Die Realisierung des Kapitalismus übrigens sind neben der BILD und anderen Leitmedien, in denen gerne über Sozialeuthanasie, den Einsatz der Armee im Innern, einen neuen Reichsarbeitsdienst und andere Möglichkeiten der Refaschisierung nachgedacht wird (Sie nennen das “Debatten führen können”; gute Nacht) durchaus auch die Arbeitslager imperialistischer Unternehmen in Bangladesh, Indien, China usw., in denen zu Hungerlöhnen die Klamotten, Computer und Tomaten zusammengebaut werden, die Sie benötigen um ihren Dünnpfiff zu verzapfen (Sie sehen, ich will darauf hinaus, den Satz “Das Sein bestimmt das Bewusstsein” zu erläutern: Sie sind ein Kleinbürger, dem von den Surplusprofiten der bundesdeutschen Unternehmen ein relativ flotter und anstrengungsloser Wohlstand finanziert wird. Das war in der DDR nicht der Fall, weswegen Sie zum Dank dort ständig nach kleinen Auschwitzen suchen)
Ich wohne ja auch in der BRD, wo ich mir ständig sowas anhören muss; deswegen reagiere ich ablehnend.
Sie kennen mich und meinen sozialen Status nicht – was Sie nicht daran hindert, haltlos drauflos zu pathologisieren. Das ist Ihr Recht – der Ton, in dem dies geschieht, ist aber nicht der, in dem ich Debatten führe. Deshalb lasse ich das zu Ihrer Schande hier einfach kommentarlos stehen.
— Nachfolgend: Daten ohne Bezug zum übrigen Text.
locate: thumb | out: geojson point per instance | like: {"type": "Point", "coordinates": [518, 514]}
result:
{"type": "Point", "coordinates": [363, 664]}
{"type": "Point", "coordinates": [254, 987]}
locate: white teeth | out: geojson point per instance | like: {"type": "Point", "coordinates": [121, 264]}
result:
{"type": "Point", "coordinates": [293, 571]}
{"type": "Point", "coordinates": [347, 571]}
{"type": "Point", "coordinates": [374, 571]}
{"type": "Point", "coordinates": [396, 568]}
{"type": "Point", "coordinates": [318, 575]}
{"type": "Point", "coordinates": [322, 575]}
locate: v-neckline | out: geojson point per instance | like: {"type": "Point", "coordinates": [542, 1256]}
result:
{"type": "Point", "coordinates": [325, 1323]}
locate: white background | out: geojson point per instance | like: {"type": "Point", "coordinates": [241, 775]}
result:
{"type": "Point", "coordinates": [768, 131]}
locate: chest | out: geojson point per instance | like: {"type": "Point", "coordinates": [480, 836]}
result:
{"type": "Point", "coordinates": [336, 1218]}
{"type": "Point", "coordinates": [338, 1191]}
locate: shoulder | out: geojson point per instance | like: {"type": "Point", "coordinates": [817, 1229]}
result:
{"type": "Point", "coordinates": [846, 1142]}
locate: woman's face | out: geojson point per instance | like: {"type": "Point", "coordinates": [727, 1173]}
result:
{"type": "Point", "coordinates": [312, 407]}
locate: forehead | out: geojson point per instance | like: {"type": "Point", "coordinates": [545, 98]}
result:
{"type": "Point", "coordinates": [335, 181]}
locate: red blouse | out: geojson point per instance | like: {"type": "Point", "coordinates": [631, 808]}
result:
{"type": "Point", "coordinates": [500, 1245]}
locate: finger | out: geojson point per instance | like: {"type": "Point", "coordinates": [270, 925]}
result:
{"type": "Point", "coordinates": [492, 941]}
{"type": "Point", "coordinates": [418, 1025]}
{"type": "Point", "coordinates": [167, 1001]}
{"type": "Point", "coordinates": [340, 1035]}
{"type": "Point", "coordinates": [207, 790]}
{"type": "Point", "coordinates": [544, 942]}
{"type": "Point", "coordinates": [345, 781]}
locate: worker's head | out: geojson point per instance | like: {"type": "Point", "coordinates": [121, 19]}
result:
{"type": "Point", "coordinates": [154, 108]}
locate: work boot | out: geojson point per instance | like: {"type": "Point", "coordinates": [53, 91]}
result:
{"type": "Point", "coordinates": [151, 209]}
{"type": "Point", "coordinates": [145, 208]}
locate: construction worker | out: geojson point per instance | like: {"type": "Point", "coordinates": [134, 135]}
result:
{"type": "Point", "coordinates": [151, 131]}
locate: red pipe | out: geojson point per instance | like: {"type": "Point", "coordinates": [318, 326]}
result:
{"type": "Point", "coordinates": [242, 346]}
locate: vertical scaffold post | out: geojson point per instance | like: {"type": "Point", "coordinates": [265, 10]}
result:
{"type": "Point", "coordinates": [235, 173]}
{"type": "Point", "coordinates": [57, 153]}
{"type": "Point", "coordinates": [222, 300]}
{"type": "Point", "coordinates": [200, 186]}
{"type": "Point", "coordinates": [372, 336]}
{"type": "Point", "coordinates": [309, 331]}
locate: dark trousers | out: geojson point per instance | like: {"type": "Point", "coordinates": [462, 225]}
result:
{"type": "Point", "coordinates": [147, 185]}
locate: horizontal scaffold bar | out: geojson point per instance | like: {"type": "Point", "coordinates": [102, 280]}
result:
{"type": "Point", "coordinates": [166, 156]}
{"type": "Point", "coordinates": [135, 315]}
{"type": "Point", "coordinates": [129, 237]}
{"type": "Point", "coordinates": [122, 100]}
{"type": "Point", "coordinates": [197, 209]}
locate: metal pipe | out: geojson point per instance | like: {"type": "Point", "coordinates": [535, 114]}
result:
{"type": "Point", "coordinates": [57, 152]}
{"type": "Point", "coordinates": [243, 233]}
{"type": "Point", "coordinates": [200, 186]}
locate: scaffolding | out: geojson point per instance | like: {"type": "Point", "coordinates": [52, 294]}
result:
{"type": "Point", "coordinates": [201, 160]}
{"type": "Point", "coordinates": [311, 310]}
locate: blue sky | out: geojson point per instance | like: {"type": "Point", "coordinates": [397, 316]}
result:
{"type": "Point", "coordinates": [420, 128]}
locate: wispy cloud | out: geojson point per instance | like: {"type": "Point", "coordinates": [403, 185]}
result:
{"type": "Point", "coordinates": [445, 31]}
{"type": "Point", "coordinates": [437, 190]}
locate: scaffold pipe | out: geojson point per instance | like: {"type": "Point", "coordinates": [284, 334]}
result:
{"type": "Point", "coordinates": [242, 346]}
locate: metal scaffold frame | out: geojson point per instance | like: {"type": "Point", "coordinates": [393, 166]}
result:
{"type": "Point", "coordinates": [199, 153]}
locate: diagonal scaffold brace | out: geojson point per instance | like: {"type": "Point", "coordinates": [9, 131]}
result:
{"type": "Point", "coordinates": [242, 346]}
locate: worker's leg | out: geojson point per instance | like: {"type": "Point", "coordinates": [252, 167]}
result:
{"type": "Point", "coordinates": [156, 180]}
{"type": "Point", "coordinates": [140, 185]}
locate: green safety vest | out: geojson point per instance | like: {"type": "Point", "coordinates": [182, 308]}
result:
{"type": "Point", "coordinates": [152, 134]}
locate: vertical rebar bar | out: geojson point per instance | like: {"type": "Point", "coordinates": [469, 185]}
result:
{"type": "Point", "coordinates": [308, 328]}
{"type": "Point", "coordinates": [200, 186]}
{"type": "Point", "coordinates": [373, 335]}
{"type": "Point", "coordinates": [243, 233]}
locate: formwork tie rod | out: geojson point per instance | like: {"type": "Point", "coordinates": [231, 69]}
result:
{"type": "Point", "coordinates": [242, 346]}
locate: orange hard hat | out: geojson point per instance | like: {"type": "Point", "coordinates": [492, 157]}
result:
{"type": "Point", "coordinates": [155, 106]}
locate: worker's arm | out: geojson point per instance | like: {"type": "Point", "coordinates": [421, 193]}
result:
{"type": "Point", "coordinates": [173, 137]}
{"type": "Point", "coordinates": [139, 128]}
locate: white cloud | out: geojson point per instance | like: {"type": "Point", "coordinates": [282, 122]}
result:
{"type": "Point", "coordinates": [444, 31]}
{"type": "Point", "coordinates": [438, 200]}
Naja. Man ist so, wie man sich äußert.
Viele Verwerfungen, insbesondere soziale, lassen sich in der kapitalistischen Welt finden – aber hier kann man immerhin gegen sie demonstrieren und agitieren. Sogar gegen die böse Programmzeitschrift der BRD, Die Bild, darf Laura demonstrieren und agitieren.
Diese politische Freiheit gab es in der DDR kaum. Das ist der Unterschied. Einen Unterschied, den Schernikau nicht erkennen wollte. Vielleicht, weil er sich als schwuler, poppiger, westdeutscher Leumund der DDR in der DDR mehr herausnehmen durfte als ein ordinärer DDR-Bürger.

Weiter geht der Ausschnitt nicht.